Lorraine Cherry dedicated the last several years of her life to protecting green space in her neighborhood.
Her name will now be forever linked to the local park she loved.
The Houston City Council voted unanimously last week to rename West 11th Street Park, a 20-acre city park with wooded trails in the Timbergrove and Lazybrook community, as Lorraine Cherry Nature Preserve. Local officials said Cherry was instrumental in helping to raise the funds that allowed the city to purchase the property from Houston ISD in 2007, and she served as president of the Friends of West 11th Street Park since founding the group in 2005 until her death in 2017.
"The parks department is pleased to honor the memory of this outstanding Houstonian with the renaming of this park," Kenneth Allen, the interim director of the Houston Parks and Recreation Department, said in a news release from Friends of West 11th Street Park. "When citizens like Dr. Cherry are invested in making their neighborhoods better, they do the work that needs to be done to make it happen. That's what Dr. Cherry did with this park."
Cherry, who died at age 70, was a California native and University of California, Berkeley, graduate who moved to Houston in 1980 and later founded her own research and consulting service for biomedical professionals, according to her obituary.
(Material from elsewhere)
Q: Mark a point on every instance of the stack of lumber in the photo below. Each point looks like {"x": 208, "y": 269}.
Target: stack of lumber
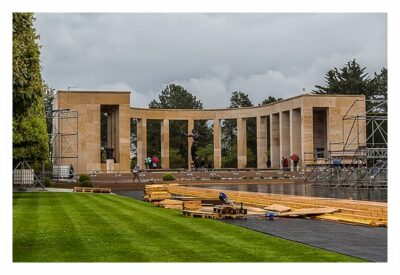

She served as the environmental affairs chairperson for the Timbergrove Manor Civic Club for more than 10 years, according to Friends of West 11th Street Park, and also was an active member of Super Neighborhood Council 14.
Starting in 1998, Cherry led a group of volunteers that coordinated with community leaders, government officials and the Houston Parks Board to help raise the money to purchase the 11th Street park. In the aftermath of her death, nearly 800 community members signed a petition asking the city to rename the park in her honor.
"It was truly a grassroots effort," said Robert Delgado, a board member for Friends of West 11th Street Park.
Houston City Council member Abbie Kamin, who represents the Timbergrove area as part of District C, thanked neighborhood residents for pushing for the name change when she spoke about it during the June 9 council meeting.
"This is a beautiful way to preserve her memory and her dedication to improving green space in the City of Houston," Kamin said.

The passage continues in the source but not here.